Après avoir replongé dans ses souvenirs de joueur dans le premier volet de l'entretien, Jean-Philippe Primard répond aux questions des potonautes sur la formation.

Depuis que tu es au centre de formation, quel est le joueur passé sous tes ordres qui t'ait le plus marqué ? (Olaf)

Loïc Perrin, qu'on avait récupéré à 13 ans à Saint-Charles-Vigilante. C'est un garçon qui a eu une progression constante, pas de gros pic ni de baisse. Au- delà, lorsque l’on parle de qualité mentale, d’état d’esprit, c’est quelqu’un que l’on peut citer en exemple. Sur le terrain, en dehors, dans sa façon de gérer sa carrière, tout ce qu’il a fait en formation… Il a fait tout ce qu’il fallait faire pour y arriver. Ce n’était pas un joueur à 15-16 ans que l’on voyait forcément arriver. Il n’a pas été international, il n’a pas été sous contrat à un moment donné. C’est quelqu’un qui ne brillait pas pour celui qui le voyait pour la première fois mais pour l‘entraîneur que j’étais, on voyait toutes les qualités physiques, techniques, mentales, de métronome au milieu. Ce n’était pas flamboyant mais c’était d'une efficacité terrible. Moi, j’ai toujours cru en lui en l’ayant à l’entrainement tous les jours puisque je l’ai eu pendant 3-4 ans. Je sentais la puissance qui montait en lui. Cela a pu être une surprise pour certains, pas pour moi car je l’ai vraiment vu venir avec ses qualités mentales remarquables et puis finir capitaine de l’ASSE, ce n’est pas étonnant, c’est mérité et c’était son destin.

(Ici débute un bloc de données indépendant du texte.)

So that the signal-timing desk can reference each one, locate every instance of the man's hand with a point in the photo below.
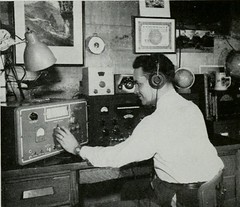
(66, 139)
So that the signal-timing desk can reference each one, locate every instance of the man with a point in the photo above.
(174, 135)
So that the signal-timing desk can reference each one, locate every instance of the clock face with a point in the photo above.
(96, 45)
(5, 40)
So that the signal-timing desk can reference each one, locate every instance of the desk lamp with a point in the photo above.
(37, 55)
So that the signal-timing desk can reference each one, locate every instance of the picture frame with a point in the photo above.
(154, 35)
(157, 8)
(63, 36)
(208, 69)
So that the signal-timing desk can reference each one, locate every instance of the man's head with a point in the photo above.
(151, 74)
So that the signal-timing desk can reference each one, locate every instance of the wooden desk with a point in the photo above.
(54, 184)
(50, 183)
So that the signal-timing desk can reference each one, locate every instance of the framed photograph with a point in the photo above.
(208, 69)
(58, 24)
(154, 8)
(154, 35)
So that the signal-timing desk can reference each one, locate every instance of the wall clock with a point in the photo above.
(95, 44)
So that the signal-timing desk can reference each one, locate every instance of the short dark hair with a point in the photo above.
(149, 64)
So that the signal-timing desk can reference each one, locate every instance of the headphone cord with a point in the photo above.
(156, 97)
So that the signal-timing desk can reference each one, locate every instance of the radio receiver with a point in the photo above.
(27, 129)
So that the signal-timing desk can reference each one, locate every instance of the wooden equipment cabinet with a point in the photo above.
(60, 184)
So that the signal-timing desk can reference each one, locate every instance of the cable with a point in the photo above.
(229, 42)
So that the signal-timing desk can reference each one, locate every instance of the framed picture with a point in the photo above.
(154, 35)
(154, 8)
(208, 69)
(58, 24)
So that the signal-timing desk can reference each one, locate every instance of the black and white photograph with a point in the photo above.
(126, 103)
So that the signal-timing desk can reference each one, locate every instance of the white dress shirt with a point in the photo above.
(174, 135)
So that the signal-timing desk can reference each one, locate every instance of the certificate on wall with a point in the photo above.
(154, 35)
(154, 8)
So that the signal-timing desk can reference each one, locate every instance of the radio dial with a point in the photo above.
(33, 116)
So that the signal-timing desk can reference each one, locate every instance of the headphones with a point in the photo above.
(157, 79)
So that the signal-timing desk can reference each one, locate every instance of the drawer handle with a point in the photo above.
(37, 192)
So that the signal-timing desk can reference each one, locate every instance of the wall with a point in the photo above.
(111, 20)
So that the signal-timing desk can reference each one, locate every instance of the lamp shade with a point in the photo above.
(37, 55)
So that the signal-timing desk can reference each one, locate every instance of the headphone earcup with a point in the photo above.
(156, 81)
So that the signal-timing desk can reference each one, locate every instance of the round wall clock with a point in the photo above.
(96, 45)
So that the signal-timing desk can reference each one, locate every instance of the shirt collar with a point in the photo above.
(168, 97)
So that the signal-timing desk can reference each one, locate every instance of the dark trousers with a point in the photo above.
(161, 192)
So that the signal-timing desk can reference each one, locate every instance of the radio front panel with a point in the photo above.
(34, 124)
(113, 118)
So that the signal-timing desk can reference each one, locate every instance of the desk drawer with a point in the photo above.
(51, 190)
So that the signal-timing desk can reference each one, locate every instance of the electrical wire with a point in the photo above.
(229, 42)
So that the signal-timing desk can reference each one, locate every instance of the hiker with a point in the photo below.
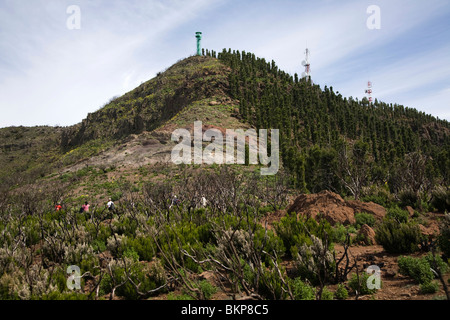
(175, 202)
(110, 205)
(85, 207)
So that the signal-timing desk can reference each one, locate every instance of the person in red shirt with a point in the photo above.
(85, 207)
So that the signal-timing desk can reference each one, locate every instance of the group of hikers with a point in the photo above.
(110, 204)
(85, 207)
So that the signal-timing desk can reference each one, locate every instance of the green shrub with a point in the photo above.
(341, 292)
(327, 294)
(440, 199)
(301, 290)
(398, 237)
(416, 268)
(296, 232)
(207, 289)
(364, 218)
(398, 214)
(359, 284)
(429, 287)
(408, 198)
(444, 235)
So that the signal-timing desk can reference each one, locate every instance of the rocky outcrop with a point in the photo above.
(333, 208)
(367, 235)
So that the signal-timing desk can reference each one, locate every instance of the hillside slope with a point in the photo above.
(239, 90)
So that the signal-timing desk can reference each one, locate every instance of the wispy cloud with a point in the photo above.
(52, 75)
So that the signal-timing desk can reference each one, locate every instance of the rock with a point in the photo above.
(367, 234)
(325, 204)
(368, 207)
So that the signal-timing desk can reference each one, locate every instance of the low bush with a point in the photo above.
(359, 284)
(341, 292)
(301, 290)
(417, 268)
(398, 214)
(440, 199)
(444, 235)
(429, 287)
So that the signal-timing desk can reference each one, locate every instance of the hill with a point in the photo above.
(361, 186)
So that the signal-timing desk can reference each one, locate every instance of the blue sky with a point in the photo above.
(51, 75)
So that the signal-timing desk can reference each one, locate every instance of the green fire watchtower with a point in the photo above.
(198, 35)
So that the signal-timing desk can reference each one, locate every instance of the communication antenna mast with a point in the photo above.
(198, 35)
(369, 92)
(307, 65)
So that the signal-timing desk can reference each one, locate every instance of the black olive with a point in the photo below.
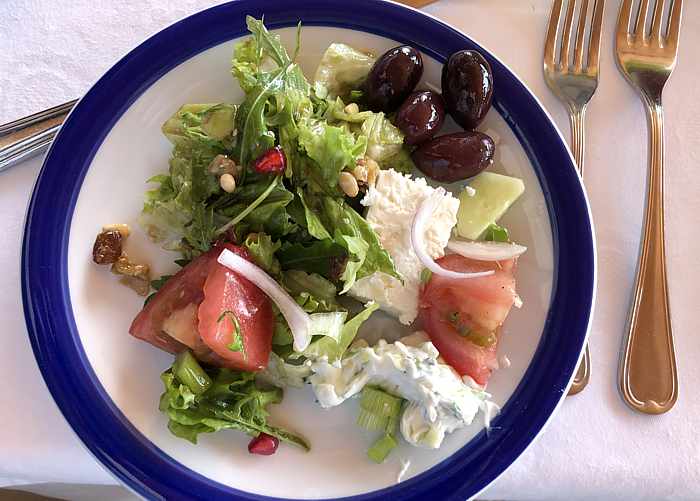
(454, 157)
(420, 116)
(467, 87)
(392, 78)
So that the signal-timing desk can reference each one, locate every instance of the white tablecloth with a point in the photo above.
(595, 447)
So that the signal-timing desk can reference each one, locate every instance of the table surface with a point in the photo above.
(595, 447)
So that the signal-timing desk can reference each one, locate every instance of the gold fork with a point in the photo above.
(648, 378)
(574, 82)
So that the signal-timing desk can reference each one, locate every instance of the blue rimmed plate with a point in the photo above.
(106, 383)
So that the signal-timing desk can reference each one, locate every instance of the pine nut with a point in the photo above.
(352, 108)
(227, 182)
(348, 184)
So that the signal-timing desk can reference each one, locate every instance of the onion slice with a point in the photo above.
(425, 211)
(299, 321)
(486, 251)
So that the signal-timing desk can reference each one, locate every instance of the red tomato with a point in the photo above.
(172, 320)
(236, 319)
(176, 295)
(463, 316)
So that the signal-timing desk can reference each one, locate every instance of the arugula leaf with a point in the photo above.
(201, 231)
(231, 402)
(322, 256)
(331, 148)
(285, 83)
(309, 219)
(263, 249)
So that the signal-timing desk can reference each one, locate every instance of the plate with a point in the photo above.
(106, 383)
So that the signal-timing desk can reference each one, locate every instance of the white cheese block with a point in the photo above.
(393, 202)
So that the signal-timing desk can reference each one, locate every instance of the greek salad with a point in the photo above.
(301, 211)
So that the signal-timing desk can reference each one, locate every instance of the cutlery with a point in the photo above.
(31, 135)
(574, 82)
(646, 57)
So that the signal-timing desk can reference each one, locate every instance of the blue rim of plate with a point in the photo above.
(129, 455)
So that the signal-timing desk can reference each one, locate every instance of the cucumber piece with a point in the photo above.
(495, 193)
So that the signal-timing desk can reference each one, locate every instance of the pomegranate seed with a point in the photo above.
(272, 161)
(263, 444)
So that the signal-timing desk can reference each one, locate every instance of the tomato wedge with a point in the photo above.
(185, 313)
(235, 318)
(176, 295)
(463, 316)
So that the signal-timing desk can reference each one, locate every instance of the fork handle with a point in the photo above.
(648, 378)
(577, 120)
(29, 136)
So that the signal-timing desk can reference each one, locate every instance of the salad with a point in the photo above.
(301, 211)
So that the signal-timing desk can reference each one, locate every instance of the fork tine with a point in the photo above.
(623, 22)
(596, 28)
(674, 24)
(639, 28)
(656, 21)
(580, 30)
(566, 34)
(550, 51)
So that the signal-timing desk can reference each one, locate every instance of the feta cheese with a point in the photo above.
(393, 202)
(439, 401)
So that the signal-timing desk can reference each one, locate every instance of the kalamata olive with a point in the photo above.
(467, 87)
(420, 116)
(393, 77)
(107, 248)
(453, 157)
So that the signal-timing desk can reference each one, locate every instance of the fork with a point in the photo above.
(648, 378)
(574, 82)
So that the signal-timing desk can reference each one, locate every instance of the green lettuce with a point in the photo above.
(333, 349)
(341, 70)
(384, 139)
(232, 401)
(352, 232)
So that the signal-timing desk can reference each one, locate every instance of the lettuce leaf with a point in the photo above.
(384, 139)
(341, 70)
(174, 210)
(352, 232)
(233, 401)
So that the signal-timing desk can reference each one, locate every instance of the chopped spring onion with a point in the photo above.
(485, 251)
(379, 402)
(495, 233)
(188, 371)
(420, 222)
(381, 448)
(379, 411)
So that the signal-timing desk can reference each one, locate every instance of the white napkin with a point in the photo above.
(595, 447)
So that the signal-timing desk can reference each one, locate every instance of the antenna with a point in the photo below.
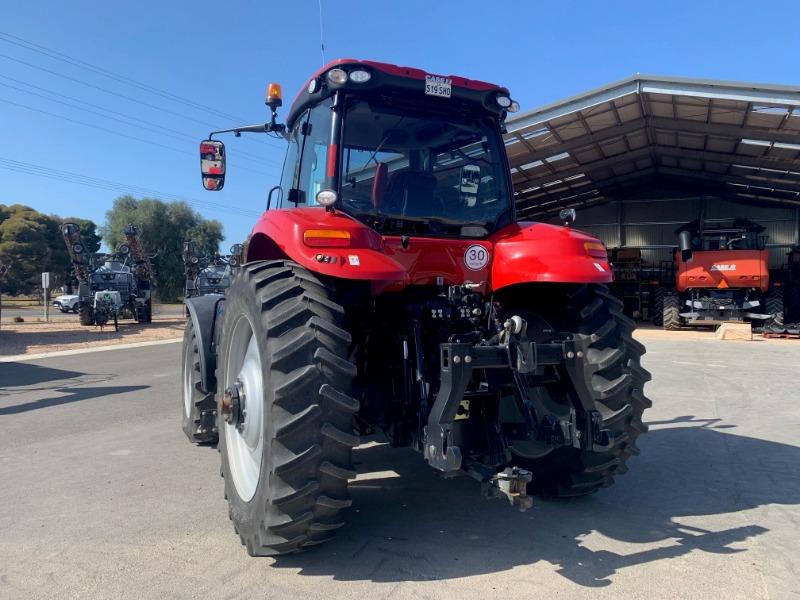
(321, 36)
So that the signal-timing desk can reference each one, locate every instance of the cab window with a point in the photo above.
(314, 154)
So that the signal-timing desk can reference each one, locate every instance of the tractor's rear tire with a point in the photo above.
(657, 310)
(670, 314)
(198, 407)
(616, 383)
(282, 337)
(773, 306)
(791, 303)
(85, 315)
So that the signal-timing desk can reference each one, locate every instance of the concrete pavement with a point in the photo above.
(103, 497)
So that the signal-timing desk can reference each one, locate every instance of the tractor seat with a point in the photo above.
(411, 193)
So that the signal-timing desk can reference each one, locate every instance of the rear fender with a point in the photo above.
(279, 234)
(527, 252)
(205, 312)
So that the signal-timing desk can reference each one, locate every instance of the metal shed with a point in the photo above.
(641, 156)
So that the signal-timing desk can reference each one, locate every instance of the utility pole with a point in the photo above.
(3, 271)
(46, 288)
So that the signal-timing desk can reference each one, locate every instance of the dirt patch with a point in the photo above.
(32, 338)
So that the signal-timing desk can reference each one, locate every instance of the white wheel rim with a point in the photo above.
(188, 367)
(245, 443)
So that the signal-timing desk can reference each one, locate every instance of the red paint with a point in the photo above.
(333, 150)
(409, 72)
(425, 259)
(519, 253)
(281, 231)
(537, 252)
(749, 270)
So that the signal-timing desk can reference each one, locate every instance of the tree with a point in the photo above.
(31, 242)
(163, 227)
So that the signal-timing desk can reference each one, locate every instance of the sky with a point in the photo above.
(139, 84)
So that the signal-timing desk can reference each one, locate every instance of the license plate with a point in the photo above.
(438, 86)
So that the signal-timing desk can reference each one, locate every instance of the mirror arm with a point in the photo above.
(261, 128)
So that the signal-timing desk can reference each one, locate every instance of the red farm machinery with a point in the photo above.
(389, 287)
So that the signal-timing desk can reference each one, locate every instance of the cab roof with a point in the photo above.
(473, 88)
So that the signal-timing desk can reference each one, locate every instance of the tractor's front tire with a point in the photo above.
(86, 315)
(198, 408)
(773, 306)
(657, 310)
(282, 365)
(670, 314)
(617, 387)
(791, 303)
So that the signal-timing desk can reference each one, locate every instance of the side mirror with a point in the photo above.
(274, 97)
(685, 244)
(567, 216)
(212, 164)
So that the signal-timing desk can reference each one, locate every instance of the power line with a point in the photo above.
(126, 120)
(57, 55)
(112, 92)
(105, 129)
(107, 184)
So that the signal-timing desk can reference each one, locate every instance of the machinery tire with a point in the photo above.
(617, 385)
(773, 305)
(791, 303)
(198, 407)
(657, 310)
(671, 318)
(85, 315)
(295, 330)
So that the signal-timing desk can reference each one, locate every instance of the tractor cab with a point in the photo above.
(402, 151)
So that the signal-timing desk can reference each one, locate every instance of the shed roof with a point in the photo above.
(741, 139)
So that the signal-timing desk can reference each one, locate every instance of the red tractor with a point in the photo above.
(388, 286)
(721, 275)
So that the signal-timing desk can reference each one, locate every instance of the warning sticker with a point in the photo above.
(476, 257)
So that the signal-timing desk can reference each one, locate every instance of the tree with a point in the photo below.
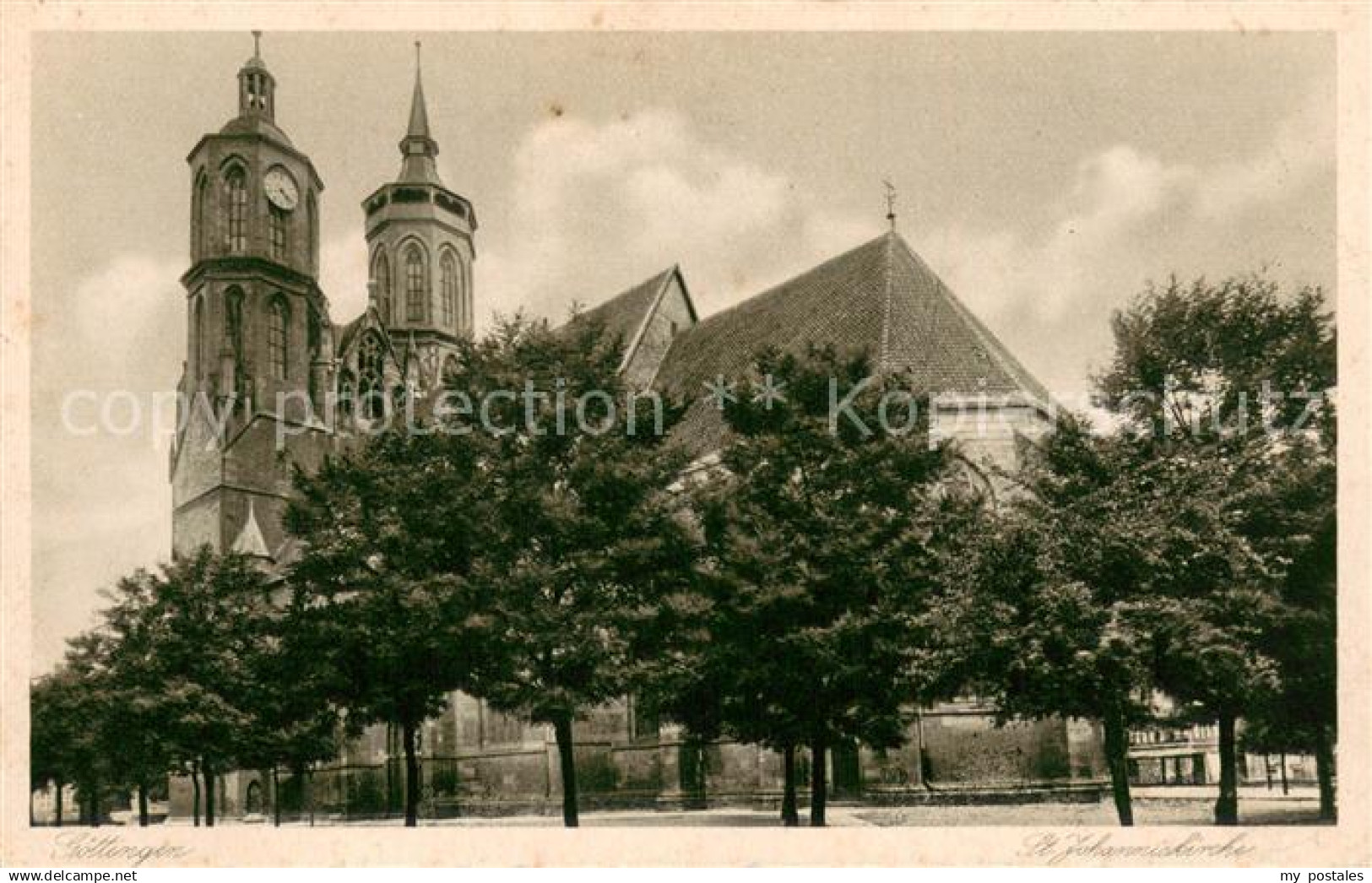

Le joueur qui t'a surpris : tu ne pensais pas qu'il allait réussir, et puis finalement si ? (Olaf)

Ce n'est pas une grosse surprise mais on peut parler dernièrement ne serait ce que de Néry et Ghoulam qui étaient deux joueurs en qui je croyais mais il n’y avait pas de certitudes. Moi je disais « Oui, ils peuvent y arriver » mais quand même, il y avait des "mais". Le petit Nery qui a commencé et après n’a plus joué pour diverses raisons. Le petit Faouzi Ghoulam quand tu vois la saison qu’il fait… Moi je l’avais vu quand il était jeune à l’âge de 15 ans et franchement je n’avais pas vu le potentiel qu’il a pu avoir après. Déjà, il jouait couloir offensif gauche, il avait déjà un bon pied gauche. Il avait une certaine lenteur et il manquait d’explosivité à son poste. C’est vrai que là, je m’étais dit « c’est moyen, cela va passer encore mais pour aller en pro, cela sera difficile ». Maintenant il était en 15 ans, je ne l’avais pas à l’entraînement et progressivement, dès que je l’ai eu à l’entraînement, on l’a repositionné au poste de latéral. Il a fallu que tactiquement il s’habitue et là j’ai senti, j’ai vu la puissance monter, sa puissance physique, une confiance en lui, une assurance qu’il a développée au fur et à mesure des mois et des mois et c’est là que j’ai dit « Ah tiens voilà » mais c’est une bonne surprise. J’y croyais mais je n’en étais pas persuadé. Loïc Perrin, j’étais sur qu’il y arriverait. Faouzi, mentalement, il avait de grosses aptitudes mais je suis demandé s'il allait franchir ce palier. J’avais envie d’y croire et je suis très content qu’il ait réussi parce qu’il est en train de faire une belle saison.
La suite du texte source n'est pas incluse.